Quand la médecine dérape

La médecine moderne ?
"Il y a près d’un demi-siècle, le directeur de Merck, Henry Gadsden, confiait au magazine Fortune son désespoir de voir le marché de sa société confiné aux seuls malades et évoquait son désir de produire des médicaments destinés aux personnes en bonne santé."

« En révisant à la baisse les seuils de ce qui l’on considère comme pathologique, on élargit le spectre de l’anormalité et on augmente le nombre potentiel de malades. Et parfois de manière drastique. Aux Etats-Unis… le choix de réduire les valeurs admises pour le cholestérol de 300 à 200 milligrammes par décilitre a fait basculer du jour au lendemain 42 millions de personnes dans le camp des sujets à risque… Les médicaments anticholestérol dans le monde [génèrent] un chiffre d’affaires annuel de 25 milliards de dollars pour les entreprises qui les produisent. »

Quand la médecine dérape
par Sylvie Logean, L’Hebdo, 10 octobre 2013

Surmédicalisation. Check-up, dépistages précoces, prescriptions abusives de médicaments… Autant d’actes qui transforment des bien portants en malades et font exploser les coûts de la santé, alors que les primes d’assurance maladie ne cessent d’augmenter.

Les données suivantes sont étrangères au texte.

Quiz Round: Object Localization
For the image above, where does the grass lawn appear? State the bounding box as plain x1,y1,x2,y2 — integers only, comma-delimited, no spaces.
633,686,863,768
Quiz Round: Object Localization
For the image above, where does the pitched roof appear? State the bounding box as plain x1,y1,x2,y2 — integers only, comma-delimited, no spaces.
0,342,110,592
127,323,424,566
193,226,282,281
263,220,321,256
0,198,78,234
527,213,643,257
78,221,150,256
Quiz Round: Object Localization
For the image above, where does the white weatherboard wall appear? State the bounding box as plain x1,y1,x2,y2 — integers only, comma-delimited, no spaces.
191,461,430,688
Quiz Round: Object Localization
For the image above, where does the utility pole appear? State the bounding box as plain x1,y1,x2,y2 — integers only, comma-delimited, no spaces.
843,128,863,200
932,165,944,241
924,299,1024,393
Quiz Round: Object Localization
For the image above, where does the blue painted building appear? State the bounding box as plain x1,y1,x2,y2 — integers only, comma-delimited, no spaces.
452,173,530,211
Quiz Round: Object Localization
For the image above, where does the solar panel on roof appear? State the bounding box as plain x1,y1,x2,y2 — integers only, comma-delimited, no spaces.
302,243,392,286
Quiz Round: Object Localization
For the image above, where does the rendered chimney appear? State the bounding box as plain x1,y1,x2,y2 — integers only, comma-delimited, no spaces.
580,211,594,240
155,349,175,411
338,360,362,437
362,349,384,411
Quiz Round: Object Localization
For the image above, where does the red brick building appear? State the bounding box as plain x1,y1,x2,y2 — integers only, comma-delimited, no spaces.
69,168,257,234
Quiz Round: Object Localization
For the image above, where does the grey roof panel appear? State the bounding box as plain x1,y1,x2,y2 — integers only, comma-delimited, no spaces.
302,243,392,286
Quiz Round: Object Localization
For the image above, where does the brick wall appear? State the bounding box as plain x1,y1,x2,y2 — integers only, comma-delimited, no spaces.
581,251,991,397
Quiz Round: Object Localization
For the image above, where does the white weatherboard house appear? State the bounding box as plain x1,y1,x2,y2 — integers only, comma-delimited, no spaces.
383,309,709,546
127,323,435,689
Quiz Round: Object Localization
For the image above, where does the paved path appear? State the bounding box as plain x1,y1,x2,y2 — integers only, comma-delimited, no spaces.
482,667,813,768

C’est l’histoire d’un rêve un peu fou. Celui fait il y a près d’un demi-siècle par le directeur de Merck, Henry Gadsden. Alors qu’il était proche de la retraite, il confiait au magazine Fortune son désespoir de voir le marché de sa société confiné aux seuls malades et évoquait son désir de produire des médicaments destinés aux personnes en bonne santé.

Un rêve devenu réalité, à l’aune de ce qui représente sans aucun doute le plus grand paradoxe de la médecine moderne : plus une société est riche et injecte des millions de francs dans son système de santé, plus des millions de malades apparaissent dans le système. Une situation absurde qui s’explique principalement par la multitude d’examens superflus capables de détecter la moindre anomalie. Des anomalies parfois tellement infimes qu’elles sont susceptibles de ne jamais évoluer, mais dont le dépistage peut tout de même astreindre un bien portant à un lourd traitement jusqu’à la fin de ses jours. Tout cela sans l’assurance d’un quelconque bénéfice. Ou comment le serpent du caducée, symbole mythologique de la médecine, se mord désormais la queue.

Relayée toujours davantage par le corps médical, une conclusion s’impose depuis peu : on pratique trop d’examens biologiques, d’échographies, de bilans de santé et l’on prescrit trop de médicaments. Une situation qui a des conséquences sociales et psychologiques sur les individus qui y sont soumis, puisqu’elle transforme des personnes en bonne santé en malade, et gonfle inutilement les statistiques de morbidité, avec pour corollaire l’explosion des coûts de la santé.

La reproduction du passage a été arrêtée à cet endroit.